Integrated control layer 218 is shown to be logically below demand response layer 214. Integrated control layer 218 can be configured to enhance the effectiveness of demand response layer 214 by enabling building subsystems 228 and their respective control loops to be controlled in coordination with demand response layer 214. This configuration can reduce disruptive demand response behavior relative to conventional systems. For example, integrated control layer 218 can be configured to assure that a demand response-driven upward adjustment to the setpoint for chilled water temperature (or another component that directly or indirectly affects temperature) does not result in an increase in fan energy (or other energy used to cool a space) that would result in greater total building energy use than was saved at the chiller.

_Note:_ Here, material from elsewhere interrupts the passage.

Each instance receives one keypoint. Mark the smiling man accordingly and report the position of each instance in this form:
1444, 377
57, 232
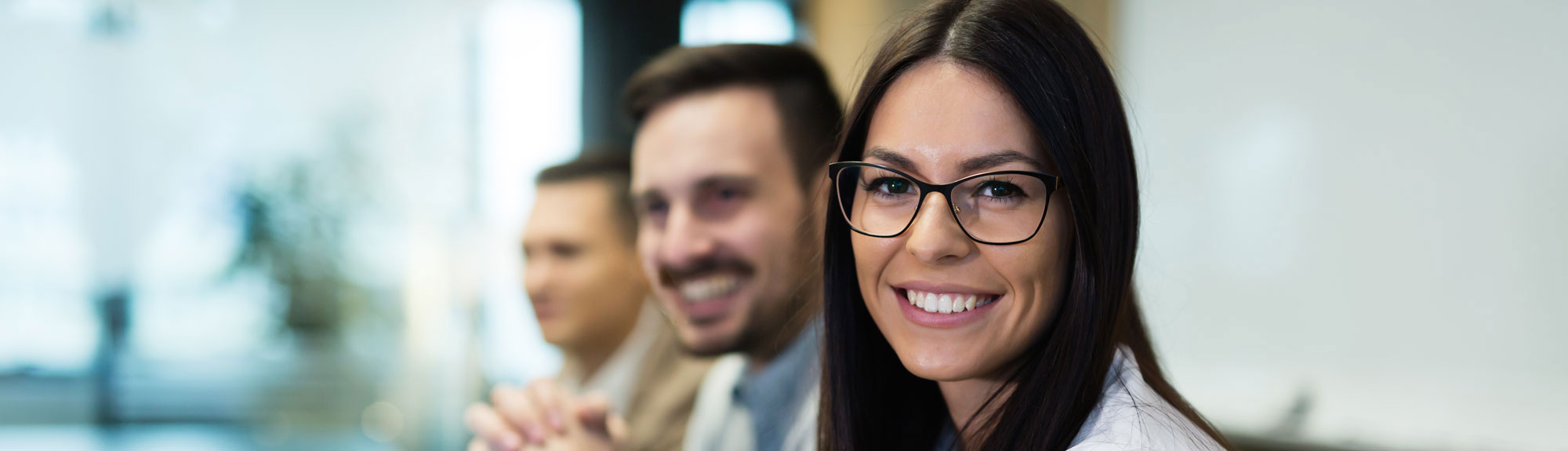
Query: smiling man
728, 179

Integrated control layer 218 can be configured to provide feedback to demand response layer 214 so that demand response layer 214 checks that constraints (e.g., temperature, lighting levels, etc.) are properly maintained even while demanded load shedding is in progress. The constraints can also include setpoint or sensed boundaries relating to safety, equipment operating limits and performance, comfort, fire codes, electrical codes, energy codes, and the like. Integrated control layer 218 is also logically below fault detection and diagnostics layer 216 and automated measurement and validation layer 212. Integrated control layer 218 can be configured to provide calculated inputs (e.g., aggregations) to these higher levels based on outputs from more than one building subsystem.

Automated measurement and validation (AM&V) layer 212 can be configured to verify that control strategies commanded by integrated control layer 218 or demand response layer 214 are working properly (e.g., using data aggregated by AM&V layer 212, integrated control layer 218, building subsystem integration layer 220, FDD layer 216, or otherwise). The calculations made by AM&V layer 212 can be based on building system energy models and/or equipment models for individual BAS devices or subsystems. For example, AM&V layer 212 can compare a model-predicted output with an actual output from building subsystems 228 to determine an accuracy of the model.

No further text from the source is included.